I have been given a 15 GB .txt file that is formatted like this:
{
"_score": 1.0,
"_index": "newsvit",
"_source": {
"content": " \u0641\u0647\u06cc\u0645\u0647 \u062d\u0633\u0646\u200c\u0645\u06cc\u0631\u06cc: ",
"title": "\u06a9\u0627\u0631\u0647\u0627\u06cc \u0642\u0627\u0644\u06cc\u0628\u0627\u0641 ",
"lead": "\u062c\u0627\u0645\u0639\u0647 > \u0634\u0647\u0631\u06cc -
\u0645\u06cc\u0632\u06af\u0631\u062f\u06cc \u062f\u0631\u0628\u0627\u0631\u0647 .",
"agency": "13",
"date_created": 1494518193,
"url": "http://www.khabaronline.ir/(X(1)S(bud4wg3ebzbxv51mj45iwjtp))/detail/663749/society/urban",
"image": "uploads/2017/05/11/1589793661.jpg",
"category": "15"
},
"_type": "news",
"_id": "2981643"
}
{
"_score": 1.0,
"_index": "newsvit",
"_source": {
"content": "\u0645/\u0630",
"title": "\u0645\u0639\u0646\u0648\u06cc\u062a \u062f\u0631 \u0639\u0635\u0631 ",
"lead": "\u0645\u062f\u06cc\u0631 \u0645\u0624\u0633\u0633\u0647 \u0639\u0644\u0645\u06cc \u0648 \u067e\u0698\u0648\u0647\u0634\u06cc \u0627\u0628\u0646\u200c\u0633\u06cc\u0646\u0627 \u062f\u0631 .",
"agency": "1",
"date_created": 1494521817,
"url": "http://www.farsnews.com/13960221001386",
"image": "uploads/2017/05/11/1713799235.jpg",
"category": "20"
},
"_type": "news",
"_id": "2981951"
}
....
and I want to import it into elasticsearch.
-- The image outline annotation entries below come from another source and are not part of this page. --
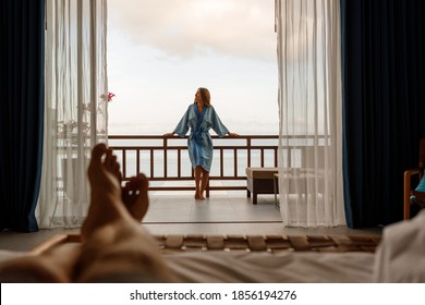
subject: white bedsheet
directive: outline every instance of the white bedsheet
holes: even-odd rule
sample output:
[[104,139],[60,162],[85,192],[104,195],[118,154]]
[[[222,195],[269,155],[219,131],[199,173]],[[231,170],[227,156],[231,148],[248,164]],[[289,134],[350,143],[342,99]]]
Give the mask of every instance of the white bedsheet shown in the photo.
[[372,281],[369,253],[185,253],[166,255],[179,282]]

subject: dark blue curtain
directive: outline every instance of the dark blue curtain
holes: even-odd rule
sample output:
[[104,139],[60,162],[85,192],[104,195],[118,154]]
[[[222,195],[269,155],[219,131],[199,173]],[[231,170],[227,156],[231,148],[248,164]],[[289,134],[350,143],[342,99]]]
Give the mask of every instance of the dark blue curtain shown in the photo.
[[44,0],[1,0],[0,229],[38,230],[44,123]]
[[343,160],[351,228],[402,219],[425,136],[425,1],[341,0]]

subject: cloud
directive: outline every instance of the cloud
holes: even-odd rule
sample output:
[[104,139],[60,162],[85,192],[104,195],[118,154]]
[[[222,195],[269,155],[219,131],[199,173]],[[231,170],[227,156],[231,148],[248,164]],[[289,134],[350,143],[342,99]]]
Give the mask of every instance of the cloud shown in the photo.
[[272,0],[109,0],[109,30],[170,57],[218,53],[276,60],[274,4]]

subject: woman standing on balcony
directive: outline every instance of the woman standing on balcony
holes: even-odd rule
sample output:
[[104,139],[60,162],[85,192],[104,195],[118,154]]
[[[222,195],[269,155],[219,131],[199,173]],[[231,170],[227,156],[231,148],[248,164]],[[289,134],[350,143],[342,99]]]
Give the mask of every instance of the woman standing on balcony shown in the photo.
[[195,101],[189,106],[180,123],[172,133],[163,136],[171,137],[174,134],[185,136],[189,130],[191,134],[187,141],[189,157],[195,171],[195,199],[204,200],[204,192],[208,184],[209,171],[212,161],[212,139],[209,130],[212,129],[219,137],[229,135],[238,136],[229,132],[223,125],[216,110],[210,105],[210,95],[207,88],[198,88]]

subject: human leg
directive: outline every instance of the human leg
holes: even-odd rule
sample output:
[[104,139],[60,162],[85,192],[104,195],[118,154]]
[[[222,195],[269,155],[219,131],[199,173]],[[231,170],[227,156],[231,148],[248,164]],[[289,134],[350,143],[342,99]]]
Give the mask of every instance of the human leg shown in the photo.
[[170,281],[157,245],[139,223],[148,206],[147,180],[141,174],[121,188],[116,162],[105,145],[94,148],[88,169],[92,203],[74,280]]
[[209,172],[206,171],[205,169],[202,169],[202,170],[203,170],[203,178],[202,178],[202,182],[201,182],[201,195],[199,195],[199,198],[202,200],[204,200],[205,199],[204,192],[205,192],[205,190],[207,188],[207,185],[208,185]]
[[197,166],[195,168],[195,199],[201,200],[202,197],[202,174],[203,174],[203,168]]

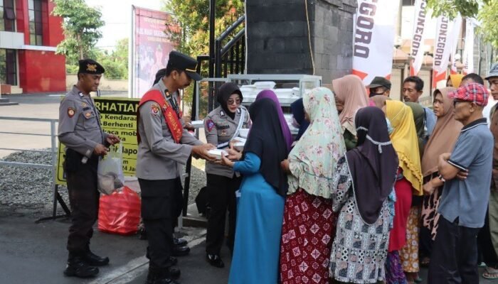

I have tried BulkAPI, but since it only accepts a specific style of JSON, I cant convert the whole 15 GB file into Bulk format. I also tried logstash but then the fields like content
wouldn't be searchable and queryable.
Whats the most efficient way of importing this file into elasticsearch?